In very early January, Chinese authorities took hundreds of samples from animals and from the Wuhan market. As I reported, they found several samples of the virus in drains and sewers in and around the market, but they had inexplicably refused to release the results of animal testing. The Chinese authorities have now confirmed that no animal samples from the market were infected. This suggests that a single person brought a virus that was already adept at human transmission to the market and infected others. This just confirms what was already known; the virus passed through the market, but this says little about where it originated. It, however, does, increase the doubt that it came from an animal in the market.

Recent work published in March by Andrew Rambaut of Edinburgh University, analyzing viral genomic sequences, calculates that the most recent common ancestor of the virus infected someone in late November or early December, though that comes with a “confidence range” stretching back into October. So it presumably fine-tuned its ability to infect humans sometime before this and likely somewhere other than the market in Wuhan, since Wuhan is not a home for the bat species that carries the ancestor virus.
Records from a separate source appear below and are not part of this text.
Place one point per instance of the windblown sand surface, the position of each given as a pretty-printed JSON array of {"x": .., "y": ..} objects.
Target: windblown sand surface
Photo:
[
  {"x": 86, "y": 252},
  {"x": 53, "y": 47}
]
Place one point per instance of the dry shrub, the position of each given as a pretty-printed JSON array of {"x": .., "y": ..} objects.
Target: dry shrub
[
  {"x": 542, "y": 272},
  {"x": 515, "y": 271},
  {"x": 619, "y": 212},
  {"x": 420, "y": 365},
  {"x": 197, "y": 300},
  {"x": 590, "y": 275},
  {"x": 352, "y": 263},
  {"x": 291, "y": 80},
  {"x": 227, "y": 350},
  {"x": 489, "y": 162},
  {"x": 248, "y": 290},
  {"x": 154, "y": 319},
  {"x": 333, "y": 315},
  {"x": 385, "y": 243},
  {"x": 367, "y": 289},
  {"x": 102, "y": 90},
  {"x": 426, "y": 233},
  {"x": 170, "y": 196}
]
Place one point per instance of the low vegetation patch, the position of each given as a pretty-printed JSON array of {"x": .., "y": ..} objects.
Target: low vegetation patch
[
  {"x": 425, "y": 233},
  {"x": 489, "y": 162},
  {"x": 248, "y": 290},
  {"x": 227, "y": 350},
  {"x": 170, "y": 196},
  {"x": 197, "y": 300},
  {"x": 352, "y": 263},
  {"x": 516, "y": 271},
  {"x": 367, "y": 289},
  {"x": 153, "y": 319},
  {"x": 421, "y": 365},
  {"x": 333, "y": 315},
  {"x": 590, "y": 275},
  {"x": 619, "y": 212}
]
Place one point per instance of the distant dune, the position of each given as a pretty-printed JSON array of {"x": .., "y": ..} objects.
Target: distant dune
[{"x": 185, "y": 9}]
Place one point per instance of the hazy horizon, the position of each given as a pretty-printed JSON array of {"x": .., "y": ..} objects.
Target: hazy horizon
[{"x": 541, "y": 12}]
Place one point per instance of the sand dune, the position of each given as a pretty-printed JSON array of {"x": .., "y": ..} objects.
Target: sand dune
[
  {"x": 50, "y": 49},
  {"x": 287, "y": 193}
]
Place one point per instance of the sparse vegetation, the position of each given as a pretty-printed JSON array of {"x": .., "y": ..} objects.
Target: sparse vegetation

The closest animal version of the virus remains a bat sample collected by scientists in 2013 a thousand miles away in Yunnan. A new paper by two scientists from the Agharkar Research Institute in Pune, India, show that it is the same as a published sample that was collected from an abandoned mineshaft in southern Yunnan in 2013, following an outbreak of pneumonia-like illness that killed three miners there the year before.

So what did happen? At present, the evidence points tentatively to a chain of person-to-person infections occurring somewhere outside the city before somebody brought the virus to Wuhan, where the market acted as an amplifier. The first case could have been a rural farmer or possibly a bat researcher collecting samples for virologists. Or it is possible that another animal was involved in some way, with the virus bouncing between a farmer and his animals, or a wildlife smuggler and his poor prey.

As I concluded in my previous article, “It seems clear that the ancestral virus came from a bat, but there is little certainty about what happened after that. At this point, the only thing certain about the virus is its uncertainty.” Except, a bit more data seems to support the notion that the virus originated outside Wuhan. That is speculative at this point, but it seems more possible.